Movie fans (especially of foreign films) know Cotillard mostly for her award-winning performances, among them La Vie en Rose, in which she plays French singer Edith Piaf, for which she won a Best Actress Oscar in 2008, the same year she won the same award at France’s Cesars (its version of the Oscars); and Two Days, One Night, which earned her a Best Actress nomination at the recent Oscars.
What the fans perhaps don’t know is Cotillard’s environmental activism. She has joined campaigns for environmental protection, particularly Greenpeace with which she traveled to Congo to visit tropical rainforests threatened by logging companies. She has also designed her own doll for UNICEF France campaign Les Frimousses Font Leur Cinema, sold to raise funds for the vaccination of thousands of children in Darfur. She is also the patron of Maud Fontenoy Foundation, a non-government organization dedicated to teaching children about preserving the oceans.
That’s the advocacy that brought the two environmentalists closer even if their meeting was much too brief.
“As a developing nation that contributes a mere .03 percent of the world’s greenhouse gases,” Loren added in her speech at Malacañang, “we have done our share in the world’s mitigation efforts and we implore the world’s largest economies to deliver their concrete commitments on greenhouse gas emission reductions. This is not the time for restraint or for wagging the finger of indictment. This is the moment for collective action.
“If we start today, there is no promise that we will be lucky enough to see the undoing of the damage within our lifetime, but at least, we leave our world with the gift of hope for a better, kinder future.”

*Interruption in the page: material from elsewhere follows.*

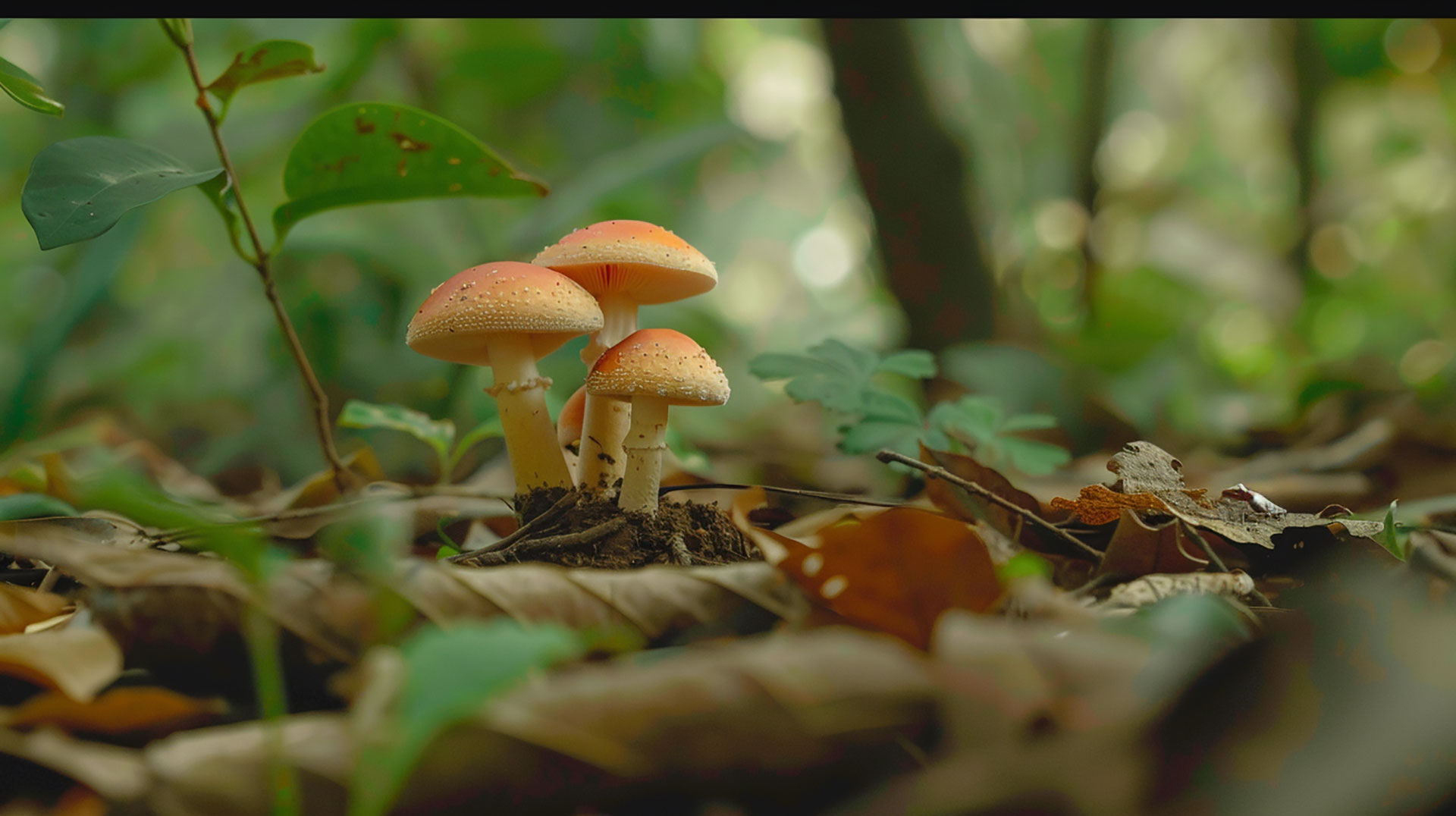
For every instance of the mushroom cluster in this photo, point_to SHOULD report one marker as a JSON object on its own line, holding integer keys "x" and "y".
{"x": 507, "y": 315}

Besides the environment, the two ladies did talk about other, lighter topics. In an interview with GMA’s 24 Oras reporter JP Soriano, Cotillard said she would love to taste Filipino food and asked JP for suggestion. “Try adobo,” said JP.

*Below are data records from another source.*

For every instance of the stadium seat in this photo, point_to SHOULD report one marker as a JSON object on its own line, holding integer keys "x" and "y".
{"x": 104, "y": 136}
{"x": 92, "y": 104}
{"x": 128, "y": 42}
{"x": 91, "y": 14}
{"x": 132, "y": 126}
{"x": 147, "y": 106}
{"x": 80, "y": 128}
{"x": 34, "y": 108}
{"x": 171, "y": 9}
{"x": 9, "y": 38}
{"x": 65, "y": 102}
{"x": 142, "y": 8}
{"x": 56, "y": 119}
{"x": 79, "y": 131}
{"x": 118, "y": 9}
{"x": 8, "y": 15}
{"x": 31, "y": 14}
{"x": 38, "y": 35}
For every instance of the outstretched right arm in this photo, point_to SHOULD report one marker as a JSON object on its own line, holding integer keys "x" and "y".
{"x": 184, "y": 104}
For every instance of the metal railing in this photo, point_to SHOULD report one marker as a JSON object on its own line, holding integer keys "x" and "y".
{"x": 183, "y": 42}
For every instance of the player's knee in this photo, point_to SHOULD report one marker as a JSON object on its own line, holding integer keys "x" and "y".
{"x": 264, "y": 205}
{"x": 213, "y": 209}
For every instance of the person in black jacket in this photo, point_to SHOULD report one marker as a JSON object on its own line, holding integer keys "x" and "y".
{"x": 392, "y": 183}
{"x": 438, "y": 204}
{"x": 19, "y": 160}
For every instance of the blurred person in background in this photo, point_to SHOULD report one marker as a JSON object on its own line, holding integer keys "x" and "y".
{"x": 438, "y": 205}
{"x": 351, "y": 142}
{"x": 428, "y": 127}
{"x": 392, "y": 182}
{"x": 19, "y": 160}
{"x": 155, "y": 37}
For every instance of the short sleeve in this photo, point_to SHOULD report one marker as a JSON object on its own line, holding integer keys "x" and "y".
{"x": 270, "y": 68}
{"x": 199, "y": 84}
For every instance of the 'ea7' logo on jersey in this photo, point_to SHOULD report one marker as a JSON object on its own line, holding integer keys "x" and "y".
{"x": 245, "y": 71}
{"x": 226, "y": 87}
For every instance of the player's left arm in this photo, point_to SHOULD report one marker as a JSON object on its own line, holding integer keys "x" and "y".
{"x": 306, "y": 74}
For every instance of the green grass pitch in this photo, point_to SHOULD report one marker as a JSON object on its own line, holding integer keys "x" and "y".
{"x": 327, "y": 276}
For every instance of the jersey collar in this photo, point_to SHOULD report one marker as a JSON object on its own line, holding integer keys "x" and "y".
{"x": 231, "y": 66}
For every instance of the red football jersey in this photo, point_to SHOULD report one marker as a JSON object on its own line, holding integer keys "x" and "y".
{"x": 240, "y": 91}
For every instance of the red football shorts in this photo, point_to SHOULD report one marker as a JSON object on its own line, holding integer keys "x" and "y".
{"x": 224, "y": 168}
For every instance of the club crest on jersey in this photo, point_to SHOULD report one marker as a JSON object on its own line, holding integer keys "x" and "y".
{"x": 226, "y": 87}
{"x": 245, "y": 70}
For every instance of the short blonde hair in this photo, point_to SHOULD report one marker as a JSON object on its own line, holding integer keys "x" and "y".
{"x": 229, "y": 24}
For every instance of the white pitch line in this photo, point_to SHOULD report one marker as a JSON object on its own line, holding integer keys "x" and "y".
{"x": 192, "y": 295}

“Cotillard told me that she was familiar with adobo because the yaya of her three-year-old child, whose name is Elma, is a Filipina who sometimes cooks Filipino dishes,” Loren told Funfare. “So I told Cotillard, ‘You should try sinigang.’ She asked what sinigang was and I described it to her. She treats the yaya like a member of the family.”

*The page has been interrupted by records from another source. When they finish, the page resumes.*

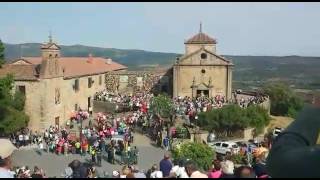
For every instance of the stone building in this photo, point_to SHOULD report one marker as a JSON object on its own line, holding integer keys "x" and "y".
{"x": 201, "y": 71}
{"x": 56, "y": 86}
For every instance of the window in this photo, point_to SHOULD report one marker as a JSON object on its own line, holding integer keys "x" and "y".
{"x": 225, "y": 145}
{"x": 22, "y": 89}
{"x": 57, "y": 96}
{"x": 90, "y": 82}
{"x": 76, "y": 85}
{"x": 234, "y": 146}
{"x": 57, "y": 121}
{"x": 203, "y": 56}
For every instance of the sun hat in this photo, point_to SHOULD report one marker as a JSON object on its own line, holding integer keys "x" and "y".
{"x": 115, "y": 173}
{"x": 6, "y": 149}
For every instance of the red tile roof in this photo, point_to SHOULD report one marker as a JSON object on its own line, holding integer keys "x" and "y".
{"x": 20, "y": 72}
{"x": 72, "y": 66}
{"x": 80, "y": 66}
{"x": 201, "y": 38}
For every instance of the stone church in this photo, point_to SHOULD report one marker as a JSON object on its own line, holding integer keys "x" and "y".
{"x": 56, "y": 86}
{"x": 201, "y": 71}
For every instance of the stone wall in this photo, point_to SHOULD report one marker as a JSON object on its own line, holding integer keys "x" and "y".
{"x": 43, "y": 104}
{"x": 218, "y": 75}
{"x": 131, "y": 82}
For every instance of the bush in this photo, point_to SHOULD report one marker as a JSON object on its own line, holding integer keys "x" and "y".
{"x": 12, "y": 116}
{"x": 284, "y": 102}
{"x": 202, "y": 154}
{"x": 162, "y": 105}
{"x": 232, "y": 118}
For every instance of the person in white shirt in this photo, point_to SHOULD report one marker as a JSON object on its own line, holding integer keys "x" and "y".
{"x": 155, "y": 173}
{"x": 26, "y": 139}
{"x": 192, "y": 170}
{"x": 6, "y": 151}
{"x": 178, "y": 171}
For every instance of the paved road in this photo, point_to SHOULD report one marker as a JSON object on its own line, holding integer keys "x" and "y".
{"x": 54, "y": 165}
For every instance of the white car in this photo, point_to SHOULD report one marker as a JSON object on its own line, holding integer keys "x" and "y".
{"x": 224, "y": 147}
{"x": 277, "y": 131}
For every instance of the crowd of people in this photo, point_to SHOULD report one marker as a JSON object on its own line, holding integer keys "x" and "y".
{"x": 96, "y": 139}
{"x": 222, "y": 167}
{"x": 245, "y": 101}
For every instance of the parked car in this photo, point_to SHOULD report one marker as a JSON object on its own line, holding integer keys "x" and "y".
{"x": 224, "y": 147}
{"x": 276, "y": 131}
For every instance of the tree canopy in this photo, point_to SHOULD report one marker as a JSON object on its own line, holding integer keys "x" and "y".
{"x": 284, "y": 101}
{"x": 232, "y": 118}
{"x": 12, "y": 116}
{"x": 162, "y": 105}
{"x": 202, "y": 154}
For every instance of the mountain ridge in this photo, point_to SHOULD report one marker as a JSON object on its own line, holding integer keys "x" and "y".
{"x": 250, "y": 70}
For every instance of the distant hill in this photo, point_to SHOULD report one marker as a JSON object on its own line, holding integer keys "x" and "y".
{"x": 128, "y": 57}
{"x": 249, "y": 71}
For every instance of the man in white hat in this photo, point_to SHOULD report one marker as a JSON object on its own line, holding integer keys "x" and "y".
{"x": 6, "y": 151}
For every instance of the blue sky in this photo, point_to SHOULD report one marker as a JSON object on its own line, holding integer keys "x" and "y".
{"x": 240, "y": 28}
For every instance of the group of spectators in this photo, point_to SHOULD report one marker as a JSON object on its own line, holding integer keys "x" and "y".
{"x": 25, "y": 172}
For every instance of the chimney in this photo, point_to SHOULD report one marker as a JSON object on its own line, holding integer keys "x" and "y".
{"x": 90, "y": 59}
{"x": 109, "y": 61}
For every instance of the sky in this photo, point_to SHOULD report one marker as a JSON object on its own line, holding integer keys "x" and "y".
{"x": 272, "y": 28}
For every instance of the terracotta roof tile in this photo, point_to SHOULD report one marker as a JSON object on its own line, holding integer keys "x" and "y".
{"x": 20, "y": 72}
{"x": 80, "y": 66}
{"x": 201, "y": 38}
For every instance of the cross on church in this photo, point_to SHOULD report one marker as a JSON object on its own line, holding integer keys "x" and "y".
{"x": 50, "y": 37}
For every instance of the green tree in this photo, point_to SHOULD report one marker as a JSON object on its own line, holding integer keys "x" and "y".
{"x": 1, "y": 53}
{"x": 284, "y": 102}
{"x": 202, "y": 154}
{"x": 12, "y": 116}
{"x": 232, "y": 118}
{"x": 162, "y": 105}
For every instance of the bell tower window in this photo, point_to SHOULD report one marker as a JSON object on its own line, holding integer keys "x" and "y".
{"x": 203, "y": 56}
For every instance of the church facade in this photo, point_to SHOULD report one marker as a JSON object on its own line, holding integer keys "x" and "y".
{"x": 201, "y": 71}
{"x": 56, "y": 86}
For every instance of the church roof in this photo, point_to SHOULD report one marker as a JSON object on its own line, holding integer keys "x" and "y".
{"x": 27, "y": 68}
{"x": 201, "y": 38}
{"x": 209, "y": 52}
{"x": 79, "y": 66}
{"x": 20, "y": 71}
{"x": 50, "y": 45}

Asked what province in the Philippines the yaya Elma hailed from, Cotillard thought for a while and smiled, telling Loren that she didn’t know. “It’s 40 kilometers from Manila,” Cotillard said.
When Cotillard said she’d love to come back maybe for a longer visit, Loren reiterated her invitation.
“I told her that she and her companions can stay in my place and I will let her taste more Filipino food. She’s so humble, walang ka-ere-ere. She’s an actress, very professional, so she was punctual, arriving 30 minutes before an appointment.”
Loren became so fascinated with Cotillard that, I guess, she will soon start watching more of Cotillard’s films. Here are some of them (besides the two titles mentioned earlier): A Very Long Engagement (2004), Nine (2009, with Antonio Banderas), Inception (2010, with Leonardo DiCaprio), Rust and Bone (2012), The Immigrant (2013) and The Dark Knight Rises (2012, with Christian Bale).
Also, Loren will be thrilled to know that, last year, Cotillard was named “The Most Bankable French Actress of the 21st Century,” with over 37 million in ticket sales in France alone (2001 to 2014).